What is Confession? “Confession has two parts. First, that we confess our sins, and second, that we receive absolution, that is, forgiveness, from the pastor as from God Himself, not doubting, but firmly believing that by it our sins are forgiven before God in heaven” (Small Catechism).
Another way our Confessions put it is that confession (or repentance) has two parts: contrition and faith. Contrition “is the genuine terror of the conscience that feels God’s wrath against sin and grieves that it has sinned. This contrition takes place when the Word of God denounces sin” (Ap XII, 29). The second part is faith, “namely, that in the midst of these terrors, the Gospel about Christ (which freely promises the forgiveness of sins through Christ) ought to be set forth to the conscience. They should therefore believe that on account of Christ their sins are freely forgiven” (Ap XII, 35).

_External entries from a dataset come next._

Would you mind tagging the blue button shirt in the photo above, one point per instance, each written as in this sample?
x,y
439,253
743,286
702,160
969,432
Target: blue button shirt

In contrition, then, which we can also call godly sorrow, the penitent confesses their sin to God. Then in faith, the penitent trusts in the promise of Christ’s Word that he or she is absolved from their sin. Confession, then, is the humblest thing a person can do, for who likes to admit they’re wrong? It is especially difficult to do this before one’s pastor, to whom Christ has given the authority to forgive you your sins in His stead and by His command. A later column will talk more about this. For now, it should suffice to quote from Luther:
Therefore, if you believe the word of the priest when he absolves you… then your sins are assuredly absolved before God, before all angels and all creatures—not for your sake, or for the priest’s sake, but for the sake of the very Word of Christ, who cannot be lying to you when He says, “Whatever you loose… shall be loosed” [Matthew 18:18]. …Besides, you had better not go to the priest if you will not believe his absolution; you will be doing yourself great harm by your disbelief. By such disbelief you make your God to be a liar when, through His priest, He says to you, “You are loosed from your sins,” and you retort, “I don’t believe it,” or, “I doubt it.” As if you were more certain in your opinion than God in His words, whereas you should be letting personal opinions go, and with unshakeable faith giving place to the Word of God spoken through the priest.LW 35:13-14
Because of Christ’s command (see John 20:21-23), when your pastor forgives you your sins in public Confession & Absolution, you heard these words as from Christ Himself; therefore, you are forgiven. The same occurs when you confess your sins in private Confession & Absolution. We think this is only something Roman Catholic priests do, but we do it in the Lutheran Church as well. We don’t have little boxes in which we do them, but our office doors are always open for you to come through and confess the sin that is weighing on your conscience, and we will prescribe you with the efficacious elixir of the Gospel for the forgiveness of your sins in the Sacrament of Absolution, perhaps even the Lord’s Supper. And that is why this Sacrament is such an enormous comfort, because it is a means of grace God has given you through your pastor, who is to act as Christ before you, to grant you forgiveness of sins when your conscience becomes your worst enemy.